Of course, with programming there is no substitute for hand-on experience. There is a certain amount of simple muscle-memory involved: learning a new programming language means learning its syntax and semantics, its libraries and best practices, but really learning it in a way that will actually make it useful to you means being able to hammer out a class, function or loop without any conscious effort, because that knowledge has moved from your head to your fingers. In fact, although copy-and-paste programming is verboten in production code, when you first come across a new library or language feature, the process of simply copying what you see, then running it to see what it does, helps to tie cause to effect, and trains your fingers to repeat that set of strokes in the future when you start putting it to real use.
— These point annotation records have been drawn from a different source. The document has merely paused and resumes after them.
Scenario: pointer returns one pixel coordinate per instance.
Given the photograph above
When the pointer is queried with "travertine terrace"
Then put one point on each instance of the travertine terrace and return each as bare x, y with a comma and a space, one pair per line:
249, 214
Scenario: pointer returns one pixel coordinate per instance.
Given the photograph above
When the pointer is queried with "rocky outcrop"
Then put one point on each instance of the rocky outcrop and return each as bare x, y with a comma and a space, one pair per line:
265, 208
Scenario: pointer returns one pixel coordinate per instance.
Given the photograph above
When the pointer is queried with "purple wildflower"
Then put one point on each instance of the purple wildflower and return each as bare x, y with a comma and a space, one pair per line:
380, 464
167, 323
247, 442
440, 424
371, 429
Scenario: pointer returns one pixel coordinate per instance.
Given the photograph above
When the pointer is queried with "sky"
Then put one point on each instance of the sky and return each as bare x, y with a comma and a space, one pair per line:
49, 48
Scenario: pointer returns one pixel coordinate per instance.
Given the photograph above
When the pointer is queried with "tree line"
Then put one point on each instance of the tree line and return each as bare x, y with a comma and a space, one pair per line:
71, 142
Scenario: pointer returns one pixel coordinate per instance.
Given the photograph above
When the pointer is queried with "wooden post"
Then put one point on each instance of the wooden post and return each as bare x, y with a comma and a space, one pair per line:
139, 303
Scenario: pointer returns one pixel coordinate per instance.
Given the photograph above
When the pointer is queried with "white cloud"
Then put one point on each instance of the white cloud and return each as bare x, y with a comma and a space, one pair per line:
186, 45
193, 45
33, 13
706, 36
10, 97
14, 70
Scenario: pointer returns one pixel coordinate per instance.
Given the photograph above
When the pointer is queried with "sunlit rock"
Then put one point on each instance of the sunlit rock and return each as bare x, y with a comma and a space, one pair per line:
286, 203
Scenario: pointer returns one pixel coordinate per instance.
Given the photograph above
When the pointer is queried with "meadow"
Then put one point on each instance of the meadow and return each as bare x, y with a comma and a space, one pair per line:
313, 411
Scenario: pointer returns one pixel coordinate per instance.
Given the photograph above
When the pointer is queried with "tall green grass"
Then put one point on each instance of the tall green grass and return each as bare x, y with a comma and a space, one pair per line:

Then there is the question of what to learn. Something that you hope will get you a job? Something esoteric and impractical but interesting? Something new and different? Where you spend your educational hours will depend on your own goals and preferences, level of satisfaction with your current work situation, and many other factors. I won’t try to give advice here, which will likely be only relevant to my own experience, but I will say that interest and experience are the best guides I’ve found for identifying what is worth pursuing. What you find interesting will change as you gain experience, but in order to get that experience you have to find something that looks interesting and pursue it, forming a feedback loop that propels your educational journey forward.

Finally, I want to say something about the benefits for computer programmers of learning things outside of the arena of computing. It is well known that much of the mental processing that we do happens in the sub-conscious, only to appear in your conscious thoughts seemingly out of nowhere. I can’t say for certain, but I have a suspicion that this off-line processing draws on resources that we may not explicitly consider to be related to the problem at hand, that our brains may make use of any resources it has available when performing this magic trick of thinking without conscious effort. This seems to me a good reason to pursue a wide range of interests.

With all of the preceding thoughts, I’m not guaranteeing amazing results or trying to make it sound like I’ve come up with a revolutionary new way to learn, just putting out my intuitions and experiences about how learning works and how it can be done well.